Things to consider when weighing up whether to withdraw from your super for medical or financial purposes:

Investment group AMP highlight three critical areas that should be considered when deciding an early withdrawal of your super, namely the impact on compounding interest, the application of tax to any amount withdrawn and lastly, the insurance policies that may be attached to your superannuation account.

Compounding Interest:

AMP advises people to consider the long-term implication that an early withdrawal from your superannuation fund will have on the effect of compounding interest. “While compound interest is very powerful when it’s working to build your super balance, it can be equally powerful in magnifying the impact of a withdrawal on your super balance over the longer term,” says AMP.


The tax treatment applying to payments from your super under early release provisions depend on the payment type, your age and the tax components of your payment and it’s important you discuss your circumstances with your financial adviser or tax adviser.
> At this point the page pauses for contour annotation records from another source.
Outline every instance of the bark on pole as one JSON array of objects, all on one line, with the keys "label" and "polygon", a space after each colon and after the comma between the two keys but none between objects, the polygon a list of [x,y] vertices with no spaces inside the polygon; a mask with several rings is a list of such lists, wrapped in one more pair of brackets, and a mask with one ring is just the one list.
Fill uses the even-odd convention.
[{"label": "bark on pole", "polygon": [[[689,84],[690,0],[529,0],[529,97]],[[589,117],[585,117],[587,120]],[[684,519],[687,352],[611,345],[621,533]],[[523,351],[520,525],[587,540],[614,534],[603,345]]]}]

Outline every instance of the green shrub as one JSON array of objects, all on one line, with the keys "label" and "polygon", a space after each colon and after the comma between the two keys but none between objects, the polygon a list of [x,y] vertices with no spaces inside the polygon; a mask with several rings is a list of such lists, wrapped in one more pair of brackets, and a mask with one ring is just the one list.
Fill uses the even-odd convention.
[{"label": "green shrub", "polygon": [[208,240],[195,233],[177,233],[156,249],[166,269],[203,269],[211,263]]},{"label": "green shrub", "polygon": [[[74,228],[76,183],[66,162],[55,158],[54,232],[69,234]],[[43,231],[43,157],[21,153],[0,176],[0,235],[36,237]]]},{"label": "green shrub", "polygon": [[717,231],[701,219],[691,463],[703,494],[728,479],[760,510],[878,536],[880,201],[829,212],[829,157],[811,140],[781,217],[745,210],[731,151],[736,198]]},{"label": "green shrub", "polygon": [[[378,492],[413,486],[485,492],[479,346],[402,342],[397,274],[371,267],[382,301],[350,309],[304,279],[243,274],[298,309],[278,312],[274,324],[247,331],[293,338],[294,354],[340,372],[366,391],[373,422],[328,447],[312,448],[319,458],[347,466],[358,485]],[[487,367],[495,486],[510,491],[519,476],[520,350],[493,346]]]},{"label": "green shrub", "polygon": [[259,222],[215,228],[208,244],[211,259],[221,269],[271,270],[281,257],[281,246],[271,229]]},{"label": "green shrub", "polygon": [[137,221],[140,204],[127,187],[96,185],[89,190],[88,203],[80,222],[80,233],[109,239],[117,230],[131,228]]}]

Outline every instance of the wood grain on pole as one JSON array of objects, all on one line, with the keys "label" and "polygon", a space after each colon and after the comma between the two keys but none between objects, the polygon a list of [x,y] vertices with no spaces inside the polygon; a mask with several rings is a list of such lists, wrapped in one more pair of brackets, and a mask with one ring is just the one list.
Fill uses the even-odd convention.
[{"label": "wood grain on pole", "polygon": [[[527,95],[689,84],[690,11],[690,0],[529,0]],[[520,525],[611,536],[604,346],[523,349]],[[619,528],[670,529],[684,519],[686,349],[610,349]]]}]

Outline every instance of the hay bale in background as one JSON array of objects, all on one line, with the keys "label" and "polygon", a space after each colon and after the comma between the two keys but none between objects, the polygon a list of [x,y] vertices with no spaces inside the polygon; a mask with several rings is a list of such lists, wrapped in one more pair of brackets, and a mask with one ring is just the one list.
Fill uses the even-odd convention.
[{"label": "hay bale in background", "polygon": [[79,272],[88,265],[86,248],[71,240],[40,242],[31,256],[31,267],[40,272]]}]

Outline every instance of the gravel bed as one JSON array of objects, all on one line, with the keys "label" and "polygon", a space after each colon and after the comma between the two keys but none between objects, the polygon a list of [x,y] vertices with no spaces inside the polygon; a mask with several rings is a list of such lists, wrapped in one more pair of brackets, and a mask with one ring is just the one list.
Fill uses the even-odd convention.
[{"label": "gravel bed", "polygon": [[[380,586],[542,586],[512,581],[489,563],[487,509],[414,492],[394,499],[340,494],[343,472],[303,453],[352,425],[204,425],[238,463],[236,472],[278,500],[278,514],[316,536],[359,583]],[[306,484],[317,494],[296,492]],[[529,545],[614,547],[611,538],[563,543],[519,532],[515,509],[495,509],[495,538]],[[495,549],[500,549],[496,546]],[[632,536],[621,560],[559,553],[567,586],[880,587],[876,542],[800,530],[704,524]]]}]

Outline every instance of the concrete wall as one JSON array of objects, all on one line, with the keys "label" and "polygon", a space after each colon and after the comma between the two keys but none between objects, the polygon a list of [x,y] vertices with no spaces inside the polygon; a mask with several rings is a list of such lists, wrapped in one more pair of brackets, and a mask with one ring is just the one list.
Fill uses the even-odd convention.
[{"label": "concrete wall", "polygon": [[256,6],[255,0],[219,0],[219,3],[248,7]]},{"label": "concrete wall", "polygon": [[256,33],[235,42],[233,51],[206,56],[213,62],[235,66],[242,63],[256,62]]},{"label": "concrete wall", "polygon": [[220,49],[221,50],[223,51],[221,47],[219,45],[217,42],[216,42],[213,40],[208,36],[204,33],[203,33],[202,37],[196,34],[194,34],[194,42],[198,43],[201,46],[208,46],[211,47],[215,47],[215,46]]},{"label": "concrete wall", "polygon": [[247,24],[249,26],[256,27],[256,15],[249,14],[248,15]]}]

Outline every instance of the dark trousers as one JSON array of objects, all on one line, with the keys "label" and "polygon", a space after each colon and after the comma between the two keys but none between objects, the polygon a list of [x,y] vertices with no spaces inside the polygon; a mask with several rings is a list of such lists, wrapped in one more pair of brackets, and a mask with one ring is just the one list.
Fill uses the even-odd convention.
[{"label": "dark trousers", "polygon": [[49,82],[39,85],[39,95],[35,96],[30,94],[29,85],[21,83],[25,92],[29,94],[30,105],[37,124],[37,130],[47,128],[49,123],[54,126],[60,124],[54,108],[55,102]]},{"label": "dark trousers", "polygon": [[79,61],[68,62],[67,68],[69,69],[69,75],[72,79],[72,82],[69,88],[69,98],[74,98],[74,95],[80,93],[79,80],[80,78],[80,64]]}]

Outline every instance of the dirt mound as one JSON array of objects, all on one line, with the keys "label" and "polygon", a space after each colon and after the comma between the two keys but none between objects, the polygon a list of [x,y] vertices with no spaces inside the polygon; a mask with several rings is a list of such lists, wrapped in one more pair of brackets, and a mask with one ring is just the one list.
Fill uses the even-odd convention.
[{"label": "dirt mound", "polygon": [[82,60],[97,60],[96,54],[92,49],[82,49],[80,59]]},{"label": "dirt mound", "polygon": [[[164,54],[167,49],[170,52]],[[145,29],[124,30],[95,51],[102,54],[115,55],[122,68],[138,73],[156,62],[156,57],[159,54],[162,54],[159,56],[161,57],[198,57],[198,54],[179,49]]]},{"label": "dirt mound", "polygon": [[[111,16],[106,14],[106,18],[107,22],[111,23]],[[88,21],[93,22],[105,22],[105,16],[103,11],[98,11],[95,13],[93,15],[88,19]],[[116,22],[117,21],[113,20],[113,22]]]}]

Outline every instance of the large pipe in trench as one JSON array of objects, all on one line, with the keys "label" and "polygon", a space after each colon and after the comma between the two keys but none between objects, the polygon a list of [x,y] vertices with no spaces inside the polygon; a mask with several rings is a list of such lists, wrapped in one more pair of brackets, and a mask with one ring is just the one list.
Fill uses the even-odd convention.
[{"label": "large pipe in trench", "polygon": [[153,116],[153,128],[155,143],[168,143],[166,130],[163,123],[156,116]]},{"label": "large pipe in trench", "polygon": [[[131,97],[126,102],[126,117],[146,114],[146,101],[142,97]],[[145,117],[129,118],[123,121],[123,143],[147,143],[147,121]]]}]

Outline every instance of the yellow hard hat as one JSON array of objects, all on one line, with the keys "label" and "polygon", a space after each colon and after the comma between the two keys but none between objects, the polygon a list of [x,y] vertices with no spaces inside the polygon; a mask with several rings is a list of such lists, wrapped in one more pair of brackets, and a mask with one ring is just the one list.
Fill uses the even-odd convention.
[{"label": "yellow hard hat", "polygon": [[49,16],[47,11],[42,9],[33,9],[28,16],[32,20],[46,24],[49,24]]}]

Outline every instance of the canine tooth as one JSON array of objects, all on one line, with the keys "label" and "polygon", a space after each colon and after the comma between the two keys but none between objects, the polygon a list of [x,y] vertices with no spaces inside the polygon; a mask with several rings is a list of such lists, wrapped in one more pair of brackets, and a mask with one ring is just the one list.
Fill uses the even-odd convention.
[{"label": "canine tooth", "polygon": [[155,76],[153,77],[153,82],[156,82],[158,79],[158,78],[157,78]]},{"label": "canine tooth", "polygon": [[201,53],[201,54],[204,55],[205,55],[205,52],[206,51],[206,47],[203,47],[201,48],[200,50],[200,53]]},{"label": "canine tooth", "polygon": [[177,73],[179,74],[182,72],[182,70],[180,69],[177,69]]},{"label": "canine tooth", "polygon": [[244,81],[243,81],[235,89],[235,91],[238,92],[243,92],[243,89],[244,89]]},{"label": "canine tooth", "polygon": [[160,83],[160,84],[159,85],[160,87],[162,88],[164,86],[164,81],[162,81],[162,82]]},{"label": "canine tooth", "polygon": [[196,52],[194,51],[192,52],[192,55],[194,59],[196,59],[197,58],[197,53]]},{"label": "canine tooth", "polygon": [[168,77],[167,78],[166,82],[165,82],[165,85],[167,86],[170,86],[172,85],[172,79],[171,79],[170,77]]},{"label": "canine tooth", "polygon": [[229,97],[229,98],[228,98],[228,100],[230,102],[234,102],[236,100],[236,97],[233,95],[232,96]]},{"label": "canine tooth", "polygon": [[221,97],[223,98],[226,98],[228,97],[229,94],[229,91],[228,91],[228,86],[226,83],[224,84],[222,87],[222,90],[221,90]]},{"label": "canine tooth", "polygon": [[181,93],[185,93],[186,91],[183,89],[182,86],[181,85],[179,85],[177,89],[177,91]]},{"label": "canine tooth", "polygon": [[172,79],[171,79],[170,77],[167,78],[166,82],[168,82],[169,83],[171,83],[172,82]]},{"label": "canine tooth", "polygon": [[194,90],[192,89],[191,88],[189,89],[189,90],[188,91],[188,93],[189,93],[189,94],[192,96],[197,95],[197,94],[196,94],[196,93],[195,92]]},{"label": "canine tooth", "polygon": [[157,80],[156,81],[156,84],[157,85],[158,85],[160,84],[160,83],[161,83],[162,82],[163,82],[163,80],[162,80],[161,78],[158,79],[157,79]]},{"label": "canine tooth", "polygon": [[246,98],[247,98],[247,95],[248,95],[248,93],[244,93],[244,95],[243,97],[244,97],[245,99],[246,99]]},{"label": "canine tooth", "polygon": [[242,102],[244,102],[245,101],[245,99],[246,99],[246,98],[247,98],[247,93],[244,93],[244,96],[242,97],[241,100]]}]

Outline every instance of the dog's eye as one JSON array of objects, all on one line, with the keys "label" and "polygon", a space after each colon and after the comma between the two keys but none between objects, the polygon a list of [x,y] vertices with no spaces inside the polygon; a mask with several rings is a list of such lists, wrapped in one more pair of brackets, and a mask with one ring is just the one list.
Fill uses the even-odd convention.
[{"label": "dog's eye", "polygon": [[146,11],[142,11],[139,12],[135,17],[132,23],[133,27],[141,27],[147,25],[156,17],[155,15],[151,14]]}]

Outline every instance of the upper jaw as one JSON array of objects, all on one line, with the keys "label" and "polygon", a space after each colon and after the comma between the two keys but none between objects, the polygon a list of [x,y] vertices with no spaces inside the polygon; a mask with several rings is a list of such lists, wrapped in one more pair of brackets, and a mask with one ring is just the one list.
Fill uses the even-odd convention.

Your insurance (ie life cover, income protection and TPD:

Before applying to access your super under early release provisions, it’s important to consider any insurance you may have inside super as a withdrawal could trigger a situation where your insurance coverage lapses or is cancelled.

The bottom line:

You should consider the information above when deciding whether to withdraw from your super. You should also seek financial advice to understand how an early withdrawal will affect your super account and insurance.

Disclaimer: The purpose of this article is purely informative. Every individual’s condition and financial situation is unique, and you should carefully consider and seek professional advice before deciding to fund your surgery by using your Superannuation. This article has no intent to replace financial advice and we are not in any way encouraging you to use your Super for funding surgeries for cosmetic reasons.